Si ese africano navega en barco grande y lleva a bordo bandera negra o pistola, se llama pirata de Somalia. Y si navega en embarcación pequeña y endeble, llevando consigo mujer embarazada o niño, se llama inmigrante subsahariano. Son dos caras, no deseadas, de una moneda idéntica. El pirata vive en mansiones fastuosas y sale a navegar de noche, para conseguir el dinero del europeo distraído; después regresa a su continente negro, a su arsenal. El otro, el de la embarcación pequeña, se da a la mar también de noche, con el sueño azaroso de encontrar una grieta no vigilada, penetrar en una ciudad cualquiera, y hacerse allí invisible para siempre. Europa no sabe de qué modo frenar ninguna de sus dos pesadillas húmedas, ni la que ocurre en la orilla, ni la que se da mar adentro.

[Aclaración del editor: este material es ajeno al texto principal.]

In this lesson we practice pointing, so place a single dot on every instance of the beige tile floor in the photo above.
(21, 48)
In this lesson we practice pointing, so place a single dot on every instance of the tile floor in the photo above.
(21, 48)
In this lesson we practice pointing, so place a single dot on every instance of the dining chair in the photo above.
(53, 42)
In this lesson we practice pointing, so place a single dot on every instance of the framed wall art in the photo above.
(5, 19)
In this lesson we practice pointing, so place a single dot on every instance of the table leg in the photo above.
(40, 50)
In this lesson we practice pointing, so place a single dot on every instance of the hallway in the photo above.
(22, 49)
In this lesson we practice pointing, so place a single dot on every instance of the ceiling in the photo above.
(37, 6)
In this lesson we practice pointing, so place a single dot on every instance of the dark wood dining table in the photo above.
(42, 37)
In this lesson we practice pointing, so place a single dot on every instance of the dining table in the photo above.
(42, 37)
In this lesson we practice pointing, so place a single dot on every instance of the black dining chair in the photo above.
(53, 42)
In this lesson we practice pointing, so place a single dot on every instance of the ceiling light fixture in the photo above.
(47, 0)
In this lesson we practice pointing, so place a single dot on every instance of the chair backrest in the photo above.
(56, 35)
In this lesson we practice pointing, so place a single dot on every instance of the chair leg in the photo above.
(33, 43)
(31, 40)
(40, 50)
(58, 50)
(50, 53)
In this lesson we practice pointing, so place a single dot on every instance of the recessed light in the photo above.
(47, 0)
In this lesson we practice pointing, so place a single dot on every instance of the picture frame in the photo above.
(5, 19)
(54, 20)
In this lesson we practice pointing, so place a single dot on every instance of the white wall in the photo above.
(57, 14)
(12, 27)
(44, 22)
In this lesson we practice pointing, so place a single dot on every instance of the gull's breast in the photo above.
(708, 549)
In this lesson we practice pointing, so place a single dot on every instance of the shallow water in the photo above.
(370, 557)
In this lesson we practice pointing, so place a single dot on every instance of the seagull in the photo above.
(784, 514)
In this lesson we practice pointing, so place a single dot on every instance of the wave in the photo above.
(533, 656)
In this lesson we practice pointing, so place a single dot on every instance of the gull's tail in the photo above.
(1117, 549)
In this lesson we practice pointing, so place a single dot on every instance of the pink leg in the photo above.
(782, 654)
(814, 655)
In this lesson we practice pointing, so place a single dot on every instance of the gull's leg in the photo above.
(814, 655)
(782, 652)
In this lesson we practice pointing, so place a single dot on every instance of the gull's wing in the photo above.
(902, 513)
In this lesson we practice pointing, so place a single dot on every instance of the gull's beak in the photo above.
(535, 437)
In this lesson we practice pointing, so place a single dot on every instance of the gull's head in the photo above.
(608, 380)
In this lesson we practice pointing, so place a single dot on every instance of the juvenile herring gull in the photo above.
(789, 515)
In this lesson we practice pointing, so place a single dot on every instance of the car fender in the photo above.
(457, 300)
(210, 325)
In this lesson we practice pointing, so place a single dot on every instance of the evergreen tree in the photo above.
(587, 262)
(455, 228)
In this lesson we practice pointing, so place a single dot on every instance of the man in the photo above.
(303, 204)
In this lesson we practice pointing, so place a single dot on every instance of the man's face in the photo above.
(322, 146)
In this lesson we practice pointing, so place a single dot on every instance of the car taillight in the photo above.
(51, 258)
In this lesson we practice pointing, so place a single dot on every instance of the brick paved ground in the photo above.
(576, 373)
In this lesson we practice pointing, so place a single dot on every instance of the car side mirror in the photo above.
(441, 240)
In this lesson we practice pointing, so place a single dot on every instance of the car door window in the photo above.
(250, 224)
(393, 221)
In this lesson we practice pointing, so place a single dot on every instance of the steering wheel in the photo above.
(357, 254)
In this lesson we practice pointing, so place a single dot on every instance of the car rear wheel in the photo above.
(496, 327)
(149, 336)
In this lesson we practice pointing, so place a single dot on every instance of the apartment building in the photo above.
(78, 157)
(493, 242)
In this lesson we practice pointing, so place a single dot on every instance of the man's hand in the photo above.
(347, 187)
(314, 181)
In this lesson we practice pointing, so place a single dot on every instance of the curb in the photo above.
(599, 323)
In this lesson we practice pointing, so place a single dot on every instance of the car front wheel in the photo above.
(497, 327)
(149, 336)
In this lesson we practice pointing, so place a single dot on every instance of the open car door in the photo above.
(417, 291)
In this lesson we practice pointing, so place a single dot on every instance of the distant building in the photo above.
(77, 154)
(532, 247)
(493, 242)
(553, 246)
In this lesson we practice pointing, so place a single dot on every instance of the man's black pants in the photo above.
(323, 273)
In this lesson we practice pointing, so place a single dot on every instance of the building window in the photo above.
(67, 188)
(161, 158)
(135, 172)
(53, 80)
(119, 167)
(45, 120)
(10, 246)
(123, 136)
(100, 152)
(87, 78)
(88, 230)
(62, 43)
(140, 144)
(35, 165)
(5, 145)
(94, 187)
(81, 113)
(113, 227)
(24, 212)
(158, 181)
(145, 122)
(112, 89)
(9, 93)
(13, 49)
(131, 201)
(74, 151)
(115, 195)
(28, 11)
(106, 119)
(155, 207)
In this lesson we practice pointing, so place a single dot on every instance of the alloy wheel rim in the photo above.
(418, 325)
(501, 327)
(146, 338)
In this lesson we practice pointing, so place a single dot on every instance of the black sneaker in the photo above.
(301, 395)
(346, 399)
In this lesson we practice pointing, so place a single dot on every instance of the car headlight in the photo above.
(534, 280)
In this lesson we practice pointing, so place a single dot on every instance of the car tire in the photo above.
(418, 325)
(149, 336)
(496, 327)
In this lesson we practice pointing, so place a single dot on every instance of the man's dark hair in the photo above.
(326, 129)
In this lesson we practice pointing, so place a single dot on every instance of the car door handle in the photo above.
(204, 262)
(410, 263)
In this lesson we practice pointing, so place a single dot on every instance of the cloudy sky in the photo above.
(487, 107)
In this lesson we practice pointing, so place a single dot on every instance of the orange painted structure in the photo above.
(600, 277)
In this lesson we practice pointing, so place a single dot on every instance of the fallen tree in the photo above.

Las noticias que llegan desde las costas de Somalia deberían parecerle al europeo historias maravillosas pero, por culpa de la globalización, le resultan siniestras y colindantes. Los nuevos piratas, unos señores africanos que aterrorizan cruceros de lujo y pesqueros de atún, han dejado de ser pintorescos para el mundo occidental, gran consumidor —en otros siglos— de aventura literaria. Hoy ya no le hacen gracia sus patas de palo, porque estos nuevos piratas secuestran a un fotógrafo freelance y piden por ellos rescate. ¿Desde cuándo está el mundo en contra de estos personajes, mal hablados y peor olientes, si hasta hace nada (medio siglo, quizás menos) parecían unos malvados entrañables y se los homenajeaba con películas, y novelas, y canciones? ¿Qué ha llevado a pensar que habían desaparecido, como los dinosaurios; o que nunca habían existido, como los unicornios? Estaban allí, agazapados en las páginas de los libros y a punto de saltar a la realidad: siempre estuvieron.
También la desesperación del exiliado, del expulsado, del hambriento, ha estado presente en los libros de aventuras, y ha enternecido al buen lector europeo con historias salidas de las plumas de Dickens, de Stevenson, de Twain. Pero tampoco siente ahora el ciudadano opíparo compasión alguna por el pirata menor, el del barquito endeble, que no navega por mar de noche para atracar cruceros de placer, sino para darle a sus hijos un poco de paz y de pan, un poco menos de muerte y hambre. A las costas del mundo blanco llegan noticias horribles, y todas dicen que, de un tiempo a esta parte, ya no causa el mismo placer una historia de aventuras cuando, en lugar de aparecer en un libro de Verne o Salgari, sale en la página de sucesos de los periódicos nacionales. La trama de los desheredados que quieren recuperar la dignidad en nuevas tierras, la trama de los aventureros que se dan a la mar para conseguir tesoros y esconderlos… Esos sueños literarios que leían, con avidez, los europeos a los quince años, ahora, han saltado de la novela al periódico, y se han convertido en pesadillas reales de las que ya no es posible despertar.